Biocarburanti e alghe:
Secondo gli esperti, un radioso futuro attende i biocarburanti, soprattutto ora che l’etanolo di prima generazione (derivato dalla fermentazione di cereali e canna da zucchero) viene sostituito dai prodotti della seconda e terza, tratti dalla cellulosa vegetale e da alcune alghe geneticamente modificate. Certo, la fermentazione richiede calore e quindi consuma energia, inoltre molti sono contrari all’uso di piante alimentari per produrre carburanti proprio quando i prezzi del cibo stanno aumentando drammaticamente. Tuttavia si stanno collaudando nuove tecniche promettenti per produrre etanolo partendo dalla cellulosa di piante non commestibili. Dal canto loro, alcune industrie fra cui la ExxonMobil stanno conducendo esperimenti con nuovi tipi di alghe a rapida crescita utilizzabili come biocarburanti. Anche il Dipartimento della Difesa USA investe in questo tipo di ricerche che mirano a trasformare l’esercito americano, grande divoratore di energia da petrolio, in un‘entità molto più ecologicamente orientata. Ma anche qui è troppo presto per dire se e quanto i biocarburanti potranno rispondere alle attese.

Idrogeno:
Una decina di anni or sono, gli esperti affermavano che l’idrogeno era una fonte d’energia fra le più promettenti. L’idrogeno esiste in abbondanza in natura (anche nell’acqua e nel gas naturale) e non produce emissioni nocive quando lo si usa. Ma in natura non esiste come elemento isolato e deve perciò essere estratto da altre sostanze – un procedimento che richiede molta energia e non è per ora particolarmente efficiente. Altri problemi pongono il trasporto, l’immagazzinamento e il consumo di idrogeno su larga scala. Ricerche sono in corso per affinare la tecnologia correlata e certamente vi saranno successi in questo campo.

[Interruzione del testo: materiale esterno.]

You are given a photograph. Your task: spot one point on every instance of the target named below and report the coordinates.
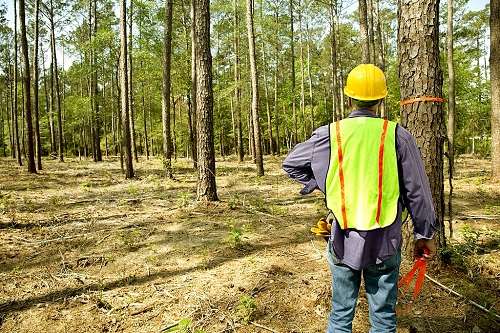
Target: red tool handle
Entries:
(419, 268)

Ma tutto sommato non pare che l’idrogeno possa rappresentare nel 2041 una fondamentale fonte di energia.

Energia X – l’ignoto:
Molte altre fonti sono attualmente esplorate da scienziati e tecnici nelle università e nei laboratori delle grandi industrie. Per alcune si è già arrivati alla fase di progetti-pilota di vasta dimensione. Fra le più promettenti citiamo la geotermia, l’energia delle onde marine e delle maree. Tutte attingono a forze naturali immense e se si troveranno le opportune soluzioni tecnologiche avrebbero il grande pregio di essere sfruttabili all’infinito senza produzione di scorie significative. Ma queste tecnologie sono ancora tutte da sviluppare, ad eccezione della geotermia. Quanto si potrà avanzare e in quali tempi non possiamo ancora dire. Anche l’energia geotermica, in sé assai promettente, ha qualche difficoltà perché la sua estrazione richiede trivellazioni profonde che possono a volte provocare piccoli movimenti tellurici.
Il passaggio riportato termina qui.